Third, as a dialectical thinker, Marx cannot offer any factor, no matter how important, as a first or only cause. Whatever is treated as having a major or special effect, and these are usually—though not always—economic conditions and events, they themselves are never wholly isolated from the broader conditions out of what they arose and which continue to act and interact alongside them. (This is what Albert caricatures as "reductivism"). The trick, of course, is to sacrifice neither that multiplicity of causes for whatever deserves greater or special emphasis (as vulgar economic determinists often do) or the latter for the former (as like Albert and some other social movement theorists do).

Fourth, the various non-class dominations of special concern to social movements people have both capitalist and non-capitalist components.

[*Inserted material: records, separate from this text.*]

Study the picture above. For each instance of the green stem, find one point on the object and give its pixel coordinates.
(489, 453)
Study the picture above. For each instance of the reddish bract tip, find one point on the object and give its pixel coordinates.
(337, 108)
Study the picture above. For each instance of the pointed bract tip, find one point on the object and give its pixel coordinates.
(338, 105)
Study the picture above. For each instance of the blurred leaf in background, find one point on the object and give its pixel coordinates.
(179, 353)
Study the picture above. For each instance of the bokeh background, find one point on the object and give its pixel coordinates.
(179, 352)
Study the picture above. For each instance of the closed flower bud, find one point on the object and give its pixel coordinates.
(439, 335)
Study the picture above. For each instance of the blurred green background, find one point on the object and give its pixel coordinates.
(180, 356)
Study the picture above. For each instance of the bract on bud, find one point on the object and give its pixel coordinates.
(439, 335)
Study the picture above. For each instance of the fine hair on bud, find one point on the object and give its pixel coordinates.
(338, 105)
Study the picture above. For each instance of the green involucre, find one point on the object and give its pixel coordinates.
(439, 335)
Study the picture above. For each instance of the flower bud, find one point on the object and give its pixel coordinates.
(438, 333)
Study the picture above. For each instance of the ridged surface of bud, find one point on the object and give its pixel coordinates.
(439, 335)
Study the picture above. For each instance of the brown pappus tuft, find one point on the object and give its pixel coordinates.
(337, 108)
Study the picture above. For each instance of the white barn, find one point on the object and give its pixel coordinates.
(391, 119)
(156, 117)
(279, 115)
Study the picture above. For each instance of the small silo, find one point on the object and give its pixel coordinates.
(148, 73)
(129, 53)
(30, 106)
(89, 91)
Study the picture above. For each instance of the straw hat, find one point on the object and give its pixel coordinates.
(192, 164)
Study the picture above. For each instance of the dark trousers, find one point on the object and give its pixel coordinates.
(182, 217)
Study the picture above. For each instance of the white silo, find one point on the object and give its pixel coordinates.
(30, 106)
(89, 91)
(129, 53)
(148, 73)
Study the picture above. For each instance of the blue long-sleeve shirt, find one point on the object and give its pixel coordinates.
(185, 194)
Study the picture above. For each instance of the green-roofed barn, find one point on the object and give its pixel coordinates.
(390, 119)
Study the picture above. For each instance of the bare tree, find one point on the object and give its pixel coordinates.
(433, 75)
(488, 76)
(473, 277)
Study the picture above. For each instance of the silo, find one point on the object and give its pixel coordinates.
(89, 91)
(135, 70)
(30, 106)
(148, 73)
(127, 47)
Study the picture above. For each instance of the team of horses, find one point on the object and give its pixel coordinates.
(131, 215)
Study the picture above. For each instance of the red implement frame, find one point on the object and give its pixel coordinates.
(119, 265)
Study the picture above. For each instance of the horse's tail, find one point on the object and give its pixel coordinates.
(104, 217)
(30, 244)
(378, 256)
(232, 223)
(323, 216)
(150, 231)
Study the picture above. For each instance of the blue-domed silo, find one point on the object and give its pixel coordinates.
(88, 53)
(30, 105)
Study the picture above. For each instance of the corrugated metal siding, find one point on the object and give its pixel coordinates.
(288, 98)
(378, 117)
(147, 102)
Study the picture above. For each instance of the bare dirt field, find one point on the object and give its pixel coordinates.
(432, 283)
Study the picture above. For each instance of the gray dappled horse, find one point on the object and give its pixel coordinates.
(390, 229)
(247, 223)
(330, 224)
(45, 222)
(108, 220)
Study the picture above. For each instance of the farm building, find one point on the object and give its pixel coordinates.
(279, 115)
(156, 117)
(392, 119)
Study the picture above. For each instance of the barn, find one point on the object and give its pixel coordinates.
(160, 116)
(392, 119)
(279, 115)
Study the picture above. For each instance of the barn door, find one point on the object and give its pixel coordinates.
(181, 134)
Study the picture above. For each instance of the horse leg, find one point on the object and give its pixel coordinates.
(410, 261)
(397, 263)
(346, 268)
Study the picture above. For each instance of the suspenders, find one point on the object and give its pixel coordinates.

Marxist inspired revolutions, therefore, cannot be expected to completely eradicate any of them, at least in the short run. So why should people involved in the social movements be interested in Marxism?

Well—because most of them/us are also workers (white collar as well as blue collar), and Marxism is invaluable in helping to develop a strategy that serves their/our interests as workers. Because the other forms of domination from which they/we suffer all have a capitalist component, and Marxism best explains it. Because even those parts of these oppressions that are older than capitalism have acquired a capitalist form and function, so that a Marxist analysis of capitalism is required to distinguish what is historically specific in their operation from what is not. And, lastly, because overturning capitalism is the necessary (though not sufficient) condition for doing away with all forms of domination, including domination over nature, and only a class conscious working class has the numbers (still), the power (potentially), and the interests (always) to bring about a change of this magnitude. Hence, the priority Marxists give to class analysis and class based politics (which does not rule out organizing around other oppressions at specific times for specific purposes). The priority given to class here (not to "the workers" but to "us as workers") has nothing to do with who is hurting more or which form of oppression is more immoral or which dominated group happens to be in motion, and everything to do with what is the adequate framework and vantage point for grasping the specific manner in which all these oppressions are interacting now and how best to get rid of them all. (And this is what Albert caricatures as a "master discourse").

I do not expect that simply making these claims has convinced anyone that they are right, but I hope they help clarify where the real disagreements between Marxist and social movement theorists lie, and, hence, what is worth discussing if we are ever to construct the united movement that is needed to achieve our—yes!—common goals.